A new study has developed the first images of the physical changes in brain cells thought to underlie memory thus linking memory loss to cognitive disorders.
Earlier studies have established that a physiological effect known as long-term potentiation (LTP) encodes everyday forms of memory.
In neuroscience, LTP is an increase in the strength of a chemical synapse that lasts from minutes to several days. It is widely considered one of the major mechanisms by which memories are formed and stored in the brain.
The study was conducted by a team of researchers led by Christine M. Gall and Gary Lynch at the University of California, Irvine.
As part of the study, researchers collected brain tissues from rats and mice, which was kept alive in specially constructed equipment and induced LTP by stimulating synapses with a rhythm known to be critical to memory formation.
The brain slices were then sectioned and stained with one antibody that attaches to activated proteins involved with LTP and a second one that labels synapses. Newly developed microscopic methods were used to visualize and measure synapses that had both antibodies attached.
Researchers found with the images that the size and shape of synapses were changed by LTP.
It was shown how LTP deficiencies accompany the memory loss seen during the early stages of Huntington's disease, an incurable neurodegenerative disease characterized by disturbances to memory and learning.
"The way is now open to mapping where in the brain memories are laid down. Seeing memory-related physical changes to synapses means that we can at last use mouse models to test if the effects of retardation, aging and various cognitive disorders involve a specific, long-suspected defect in the connections between cortical neurons," Lynch said.

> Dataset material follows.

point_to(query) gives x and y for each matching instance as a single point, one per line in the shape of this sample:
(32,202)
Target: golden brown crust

Scientists also found that LTP structures encoding memory were defective in mouse models of Huntington's disease. They discovered that these synaptic defects could be fully reversed through treatment with a brain growth factor released at synapses.
Ampakines, a new class of drugs developed by researchers that is currently in clinical development for Alzheimer's disease and ADHD, increase the levels of this growth factor and potentially emerge as a therapy for the cognitive problems associated with Huntington's.
The findings of the study were published in the May issue of the Journal of Neuroscience.